Leakage-Resilient and Lightweight Authenticated Key Exchange for E-Health

Abstract

E-Health applications generally involve human users’ privacy information such as identity and medical data. To protect these data, authenticated key exchange (AKE) protocols are provided as an underlying security mechanism in many communication techniques for E-Health application. For example, the international communication standard for wireless body area network (WBAN), i.e. IEEE S02.15.6, provides a number of AKE protocols for different E-Health scenarios; the Bluetooth specification 5.0 also defines four AKE protocols applicable in different applications of E-Health. However, all of these AKE protocols in use cannot resist to the emerging side-channel attacks (also known as leakage attacks). This paper thereby aims to enhance security and privacy in E-Health by designing an AKE protocol which can resist side-channel attacks.
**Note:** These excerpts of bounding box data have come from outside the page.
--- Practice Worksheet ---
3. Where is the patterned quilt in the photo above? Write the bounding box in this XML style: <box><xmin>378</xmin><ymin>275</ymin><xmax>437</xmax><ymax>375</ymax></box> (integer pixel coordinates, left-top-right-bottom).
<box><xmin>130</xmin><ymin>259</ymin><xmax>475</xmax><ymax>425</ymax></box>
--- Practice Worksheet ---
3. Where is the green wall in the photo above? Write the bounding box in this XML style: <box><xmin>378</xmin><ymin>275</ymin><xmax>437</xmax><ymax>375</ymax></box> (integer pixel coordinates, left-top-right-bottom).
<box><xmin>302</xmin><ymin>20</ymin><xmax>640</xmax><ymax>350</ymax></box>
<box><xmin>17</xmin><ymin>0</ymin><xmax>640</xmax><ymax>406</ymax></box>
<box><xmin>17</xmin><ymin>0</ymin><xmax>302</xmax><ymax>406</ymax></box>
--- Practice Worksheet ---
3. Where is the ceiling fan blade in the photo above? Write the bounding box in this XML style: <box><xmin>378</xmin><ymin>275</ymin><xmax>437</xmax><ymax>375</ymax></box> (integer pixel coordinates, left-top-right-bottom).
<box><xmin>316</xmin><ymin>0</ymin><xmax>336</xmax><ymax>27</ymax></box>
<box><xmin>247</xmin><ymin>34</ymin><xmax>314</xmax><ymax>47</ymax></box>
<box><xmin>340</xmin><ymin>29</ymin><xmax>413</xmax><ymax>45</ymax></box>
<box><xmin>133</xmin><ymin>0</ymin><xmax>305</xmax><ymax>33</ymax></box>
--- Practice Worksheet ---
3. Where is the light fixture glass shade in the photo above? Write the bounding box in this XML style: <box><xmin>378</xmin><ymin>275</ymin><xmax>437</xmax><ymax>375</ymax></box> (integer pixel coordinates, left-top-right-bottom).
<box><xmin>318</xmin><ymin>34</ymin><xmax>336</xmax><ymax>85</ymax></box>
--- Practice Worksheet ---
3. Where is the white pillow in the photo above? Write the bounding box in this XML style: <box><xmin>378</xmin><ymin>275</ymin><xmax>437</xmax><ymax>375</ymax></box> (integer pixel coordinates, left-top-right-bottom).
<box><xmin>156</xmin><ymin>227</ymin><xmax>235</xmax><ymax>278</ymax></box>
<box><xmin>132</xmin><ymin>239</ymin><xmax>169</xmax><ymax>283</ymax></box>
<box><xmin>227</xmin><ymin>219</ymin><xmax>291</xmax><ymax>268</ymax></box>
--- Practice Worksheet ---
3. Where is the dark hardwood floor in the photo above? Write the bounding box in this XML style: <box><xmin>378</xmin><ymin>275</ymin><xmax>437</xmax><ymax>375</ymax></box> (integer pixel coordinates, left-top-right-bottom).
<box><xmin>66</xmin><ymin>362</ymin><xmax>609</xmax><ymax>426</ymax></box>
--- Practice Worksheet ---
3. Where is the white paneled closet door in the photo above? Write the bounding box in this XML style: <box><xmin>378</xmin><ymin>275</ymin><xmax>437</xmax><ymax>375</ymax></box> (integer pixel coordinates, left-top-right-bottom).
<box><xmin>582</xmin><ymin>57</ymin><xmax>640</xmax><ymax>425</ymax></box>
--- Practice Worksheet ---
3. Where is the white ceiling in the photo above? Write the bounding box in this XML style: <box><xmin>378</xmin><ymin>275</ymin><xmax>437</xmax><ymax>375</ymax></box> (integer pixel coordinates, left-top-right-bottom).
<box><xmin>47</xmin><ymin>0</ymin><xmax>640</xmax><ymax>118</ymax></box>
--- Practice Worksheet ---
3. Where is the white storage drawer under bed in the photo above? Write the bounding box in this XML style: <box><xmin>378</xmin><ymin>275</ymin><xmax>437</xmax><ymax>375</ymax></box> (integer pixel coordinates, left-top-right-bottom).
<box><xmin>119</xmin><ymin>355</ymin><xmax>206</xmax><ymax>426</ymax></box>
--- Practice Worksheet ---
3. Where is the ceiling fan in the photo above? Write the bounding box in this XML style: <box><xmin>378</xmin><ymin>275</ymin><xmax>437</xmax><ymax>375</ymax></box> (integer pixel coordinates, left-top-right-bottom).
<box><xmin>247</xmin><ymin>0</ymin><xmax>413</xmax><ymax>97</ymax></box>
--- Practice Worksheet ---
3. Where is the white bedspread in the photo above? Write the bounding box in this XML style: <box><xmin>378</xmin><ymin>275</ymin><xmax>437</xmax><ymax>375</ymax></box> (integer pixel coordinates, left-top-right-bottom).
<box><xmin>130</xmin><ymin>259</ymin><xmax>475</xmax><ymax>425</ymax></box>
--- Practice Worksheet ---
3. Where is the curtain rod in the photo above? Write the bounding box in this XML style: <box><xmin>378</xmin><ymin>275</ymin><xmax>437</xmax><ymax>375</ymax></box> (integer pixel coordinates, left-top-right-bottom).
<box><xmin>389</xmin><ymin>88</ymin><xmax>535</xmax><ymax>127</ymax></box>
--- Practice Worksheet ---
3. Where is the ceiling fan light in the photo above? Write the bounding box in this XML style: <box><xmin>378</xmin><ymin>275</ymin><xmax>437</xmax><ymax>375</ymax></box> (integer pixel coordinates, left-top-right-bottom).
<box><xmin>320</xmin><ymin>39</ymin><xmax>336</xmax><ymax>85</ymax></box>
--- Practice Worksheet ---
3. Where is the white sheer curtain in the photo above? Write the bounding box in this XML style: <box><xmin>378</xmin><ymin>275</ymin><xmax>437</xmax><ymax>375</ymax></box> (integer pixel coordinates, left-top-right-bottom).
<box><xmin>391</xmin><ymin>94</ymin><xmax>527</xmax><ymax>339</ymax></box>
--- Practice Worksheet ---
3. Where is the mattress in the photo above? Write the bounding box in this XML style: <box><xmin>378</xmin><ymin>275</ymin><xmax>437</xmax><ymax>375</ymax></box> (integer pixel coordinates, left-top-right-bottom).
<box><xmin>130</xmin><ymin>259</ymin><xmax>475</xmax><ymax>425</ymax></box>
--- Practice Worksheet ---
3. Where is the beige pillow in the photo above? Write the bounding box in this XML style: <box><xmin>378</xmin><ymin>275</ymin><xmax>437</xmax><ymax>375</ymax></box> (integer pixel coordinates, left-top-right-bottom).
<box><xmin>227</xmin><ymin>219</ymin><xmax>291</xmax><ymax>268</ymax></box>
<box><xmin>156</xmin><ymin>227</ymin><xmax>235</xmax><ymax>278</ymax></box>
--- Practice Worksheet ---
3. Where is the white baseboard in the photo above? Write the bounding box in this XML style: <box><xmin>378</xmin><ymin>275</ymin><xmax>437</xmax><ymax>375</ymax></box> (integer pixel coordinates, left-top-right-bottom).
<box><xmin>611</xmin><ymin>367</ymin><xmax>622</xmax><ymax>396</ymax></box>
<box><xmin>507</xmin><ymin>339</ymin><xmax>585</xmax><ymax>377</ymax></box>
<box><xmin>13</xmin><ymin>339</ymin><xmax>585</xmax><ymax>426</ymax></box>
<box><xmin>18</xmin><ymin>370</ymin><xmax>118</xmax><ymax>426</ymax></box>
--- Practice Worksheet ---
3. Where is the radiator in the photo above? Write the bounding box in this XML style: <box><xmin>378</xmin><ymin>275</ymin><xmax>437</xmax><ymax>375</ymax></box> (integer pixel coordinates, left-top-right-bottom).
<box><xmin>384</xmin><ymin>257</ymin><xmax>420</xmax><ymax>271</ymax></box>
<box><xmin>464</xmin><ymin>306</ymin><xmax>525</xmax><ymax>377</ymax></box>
In particular, a leakage-resilient AKE protocol is proposed by combining the blinding technique with the Elliptic Curve Diffie-Hellman key exchange protocol (ECDH). In addition, to make the protocol friendlier to capability-limited nodes such as medical devices which are widely used in E-Health applications, we transfer some time-consuming computations from a limited node to its communicating partner which is generally more powerful. We also realize a prototype and carry out a series of experiments to study its performance. The proposed AKE protocol has stronger security and higher efficiency than similar protocols in IEEE 802.15.6 and Bluetooth 5.0.